Até o momento, 20 senadores assinaram emendas para modificar
diferentes trechos do projeto, entre os quais os dispositivos que tratam dos já
conflituosos temas do aborto e da legalização das drogas para consumo pessoal
em pequena quantidade. As sugestões alcançam ainda outros pontos que na fase de
elaboração do texto inicial levantaram polêmica, como os que se referem aos
crimes contra o patrimônio, os delitos praticados por índigenas e os que
atentam contra os animais.
Delito sem violência
O senador Aloysio Nunes Ferreira (PSDB-SP), por exemplo, incluiu
entre as 43 emendas que registrou de uma só vez, na quinta-feira passada (24),
sugestão para que qualquer delito patrimonial cometido sem violência ou grave
ameaça – o furto, por exemplo – fique sujeito a representação por parte da
vítima. Nesse caso, a investigação só seria convertida em processo judicial por
decisão da pessoa atingida, que ainda poderia se contentar em ser reparada e
fechar acordo com o autor do delito.
Pelo projeto, que foi elaborado por uma comissão de juristas
com membros indicados pelos líderes partidários do Senado e tramita desde
agosto, esse tipo de solução serviria para delitos patrimoniais de pequeno
valor, com base no princípio da insignificância.
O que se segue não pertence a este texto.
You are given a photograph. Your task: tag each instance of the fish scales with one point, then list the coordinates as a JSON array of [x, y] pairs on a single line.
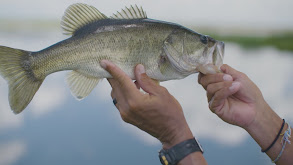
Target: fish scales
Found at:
[[167, 50]]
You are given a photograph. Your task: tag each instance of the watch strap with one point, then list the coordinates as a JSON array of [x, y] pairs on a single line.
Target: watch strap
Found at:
[[173, 155]]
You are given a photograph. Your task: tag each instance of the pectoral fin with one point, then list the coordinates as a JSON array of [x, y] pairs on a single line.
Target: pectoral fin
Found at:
[[176, 60], [81, 85]]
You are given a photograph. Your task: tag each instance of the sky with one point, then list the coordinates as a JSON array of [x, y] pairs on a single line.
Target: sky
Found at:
[[260, 14], [54, 112]]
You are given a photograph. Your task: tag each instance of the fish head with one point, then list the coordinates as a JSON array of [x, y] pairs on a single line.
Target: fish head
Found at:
[[190, 52]]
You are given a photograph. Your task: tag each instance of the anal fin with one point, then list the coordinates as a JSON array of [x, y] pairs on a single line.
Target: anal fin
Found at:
[[81, 85]]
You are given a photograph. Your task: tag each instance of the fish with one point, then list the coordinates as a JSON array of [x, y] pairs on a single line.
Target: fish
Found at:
[[167, 50]]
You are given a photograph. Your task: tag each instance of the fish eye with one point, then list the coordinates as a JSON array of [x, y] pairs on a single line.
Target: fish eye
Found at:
[[204, 39]]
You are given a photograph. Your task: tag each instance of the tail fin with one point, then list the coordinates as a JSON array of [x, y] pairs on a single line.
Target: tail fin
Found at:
[[15, 67]]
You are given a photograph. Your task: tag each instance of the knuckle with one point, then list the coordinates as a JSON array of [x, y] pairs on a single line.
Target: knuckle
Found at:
[[209, 88], [133, 105], [243, 75], [124, 116]]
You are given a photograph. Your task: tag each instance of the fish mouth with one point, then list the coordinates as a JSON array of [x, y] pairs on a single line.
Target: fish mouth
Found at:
[[218, 53]]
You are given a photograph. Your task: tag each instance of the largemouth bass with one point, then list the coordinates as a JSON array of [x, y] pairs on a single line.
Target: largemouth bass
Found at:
[[167, 50]]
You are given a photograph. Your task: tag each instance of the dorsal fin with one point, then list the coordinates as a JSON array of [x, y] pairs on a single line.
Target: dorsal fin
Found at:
[[130, 13], [78, 15]]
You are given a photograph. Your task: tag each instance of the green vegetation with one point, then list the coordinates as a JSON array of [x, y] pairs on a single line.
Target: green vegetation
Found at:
[[279, 41]]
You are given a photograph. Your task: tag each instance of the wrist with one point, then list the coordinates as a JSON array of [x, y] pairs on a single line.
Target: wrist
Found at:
[[178, 136], [265, 126], [186, 152]]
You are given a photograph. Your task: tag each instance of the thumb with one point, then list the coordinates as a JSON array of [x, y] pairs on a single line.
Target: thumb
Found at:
[[145, 82], [231, 71]]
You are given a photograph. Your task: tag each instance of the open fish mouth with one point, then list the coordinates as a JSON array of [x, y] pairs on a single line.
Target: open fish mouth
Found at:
[[218, 53]]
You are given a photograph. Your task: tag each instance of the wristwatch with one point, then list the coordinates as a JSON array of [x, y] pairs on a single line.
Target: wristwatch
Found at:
[[173, 155]]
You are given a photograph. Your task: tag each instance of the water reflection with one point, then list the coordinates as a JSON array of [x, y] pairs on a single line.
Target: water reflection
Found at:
[[53, 107]]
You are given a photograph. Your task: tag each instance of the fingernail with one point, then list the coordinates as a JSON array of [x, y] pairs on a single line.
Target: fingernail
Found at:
[[140, 69], [103, 64], [227, 77], [234, 86]]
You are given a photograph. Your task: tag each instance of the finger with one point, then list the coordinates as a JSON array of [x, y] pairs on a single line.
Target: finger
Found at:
[[231, 71], [137, 85], [218, 100], [200, 75], [125, 83], [215, 87], [145, 82], [214, 78]]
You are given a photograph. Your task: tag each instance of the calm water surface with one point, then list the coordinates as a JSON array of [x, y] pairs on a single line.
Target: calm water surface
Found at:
[[57, 129]]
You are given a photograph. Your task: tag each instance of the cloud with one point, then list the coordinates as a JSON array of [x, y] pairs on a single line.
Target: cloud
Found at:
[[11, 152]]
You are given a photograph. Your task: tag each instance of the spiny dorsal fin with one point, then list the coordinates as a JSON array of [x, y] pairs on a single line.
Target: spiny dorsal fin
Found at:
[[78, 15], [130, 13]]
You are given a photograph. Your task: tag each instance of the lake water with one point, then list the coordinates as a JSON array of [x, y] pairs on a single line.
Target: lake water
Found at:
[[57, 129]]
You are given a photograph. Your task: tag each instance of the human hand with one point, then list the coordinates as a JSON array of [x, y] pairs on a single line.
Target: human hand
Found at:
[[233, 96], [156, 112]]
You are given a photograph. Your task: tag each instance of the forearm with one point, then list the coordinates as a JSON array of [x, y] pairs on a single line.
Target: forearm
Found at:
[[195, 158], [265, 129]]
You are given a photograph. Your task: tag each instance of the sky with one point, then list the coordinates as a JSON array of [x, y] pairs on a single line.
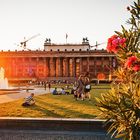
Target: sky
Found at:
[[95, 19]]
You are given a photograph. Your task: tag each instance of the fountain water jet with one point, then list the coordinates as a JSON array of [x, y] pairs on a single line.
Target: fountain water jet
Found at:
[[3, 80]]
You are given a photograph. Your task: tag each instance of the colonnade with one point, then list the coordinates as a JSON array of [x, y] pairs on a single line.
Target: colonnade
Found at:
[[42, 67]]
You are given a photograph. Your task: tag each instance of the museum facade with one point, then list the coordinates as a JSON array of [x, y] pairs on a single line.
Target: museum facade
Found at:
[[57, 62]]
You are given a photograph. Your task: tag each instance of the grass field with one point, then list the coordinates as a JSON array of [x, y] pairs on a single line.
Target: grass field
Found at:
[[55, 106]]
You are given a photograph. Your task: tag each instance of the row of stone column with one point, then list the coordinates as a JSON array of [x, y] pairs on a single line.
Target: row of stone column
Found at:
[[53, 66]]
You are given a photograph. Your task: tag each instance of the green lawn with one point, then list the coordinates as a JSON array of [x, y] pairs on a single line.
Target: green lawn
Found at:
[[55, 106]]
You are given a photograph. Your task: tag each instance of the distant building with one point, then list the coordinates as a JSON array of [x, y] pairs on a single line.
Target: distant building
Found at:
[[57, 62]]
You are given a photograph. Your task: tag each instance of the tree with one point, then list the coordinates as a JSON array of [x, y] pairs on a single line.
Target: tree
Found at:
[[121, 105]]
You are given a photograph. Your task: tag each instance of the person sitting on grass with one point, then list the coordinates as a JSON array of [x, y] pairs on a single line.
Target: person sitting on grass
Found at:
[[55, 91], [63, 91], [29, 100]]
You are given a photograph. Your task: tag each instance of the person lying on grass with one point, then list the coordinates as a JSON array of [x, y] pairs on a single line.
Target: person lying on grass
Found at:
[[29, 100]]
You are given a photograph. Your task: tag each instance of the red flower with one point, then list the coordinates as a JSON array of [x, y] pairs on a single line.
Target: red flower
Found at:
[[136, 68]]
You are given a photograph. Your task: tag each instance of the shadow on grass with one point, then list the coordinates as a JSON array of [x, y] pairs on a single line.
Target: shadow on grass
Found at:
[[56, 110]]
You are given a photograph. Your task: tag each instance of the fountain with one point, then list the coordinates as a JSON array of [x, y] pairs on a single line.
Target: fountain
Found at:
[[3, 80]]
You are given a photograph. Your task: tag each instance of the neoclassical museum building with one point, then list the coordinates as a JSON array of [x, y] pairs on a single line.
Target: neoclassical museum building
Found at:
[[57, 62]]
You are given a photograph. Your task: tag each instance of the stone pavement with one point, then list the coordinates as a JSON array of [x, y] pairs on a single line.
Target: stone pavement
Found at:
[[50, 135], [8, 97]]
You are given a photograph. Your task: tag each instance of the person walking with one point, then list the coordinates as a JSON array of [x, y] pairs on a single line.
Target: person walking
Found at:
[[87, 88], [80, 88]]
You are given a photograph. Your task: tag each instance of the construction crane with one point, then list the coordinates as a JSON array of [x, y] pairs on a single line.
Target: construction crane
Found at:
[[96, 45], [23, 43]]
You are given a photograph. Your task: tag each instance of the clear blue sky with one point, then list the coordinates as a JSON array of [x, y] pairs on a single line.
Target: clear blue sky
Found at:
[[95, 19]]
Para o senador, esse conceito
é “circunstancial” e não reflete automaticamente o valor do que foi subtraído
da vítima.
“Caso a vítima procure o Estado e noticie o crime, o delito
deixa de ser insignificante. A prevalecer a tese [do projeto] estaremos
fomentando a prática de crimes patrimoniais, em virtude de seu pequeno valor
para alguns, mas de inquestionável importância para outrem”, argumenta Aloysio.
Antonio Carlos Valadares (PSB-SE) é autor de outro grande
lote de emendas, um total de 29 proposições que tendem a reduzir condenações
por ações com danos ínfimos e a aplicação de penas alternativas para um número
maior de crimes, desde que também cometidos sem violência ou grave ameaça.
Com relação aos indígenas, Valadares sugere que os juízes
possam adotar como solução às penas alternativas previstas no Código os métodos
adotados pelas próprias comunidades indígenas para reprimir delitos cometidos
por seus membros, desde que compatíveis com o sistema jurídico nacional e com
os direitos humanos
internacionalmente reconhecidos.
Ortotanásia
Ainda se destacam pela quantidade de sugestões de emendas os
senadores Magno Malta (PR-ES), com 28 propostas, Tomás Correia (PMDB-RO), que
assinou 26, e Maria do Carmo, com 10.
Os três parlamentares também compartilham a disposição em
mudar o texto para rever dispositivos adotados pelos juristas que são menos
rígidos em relação ao aborto e à ortotanásia – que consiste na suspensão de
cuidados para prolongar por meios excessivos a vida de pacientes terminais,
quando essa for a vontade expressa pelo paciente ou quando houver autorização
do responsável.
“Não se confundindo com uma liberdade, não se inclui no
direito à vida o direito por não viver. Na medida em que os poderes públicos
devem proteger esse bem, a vida deve ser preservada, apesar da vontade em
contrário de seu titular”, argumenta Tomás Correia.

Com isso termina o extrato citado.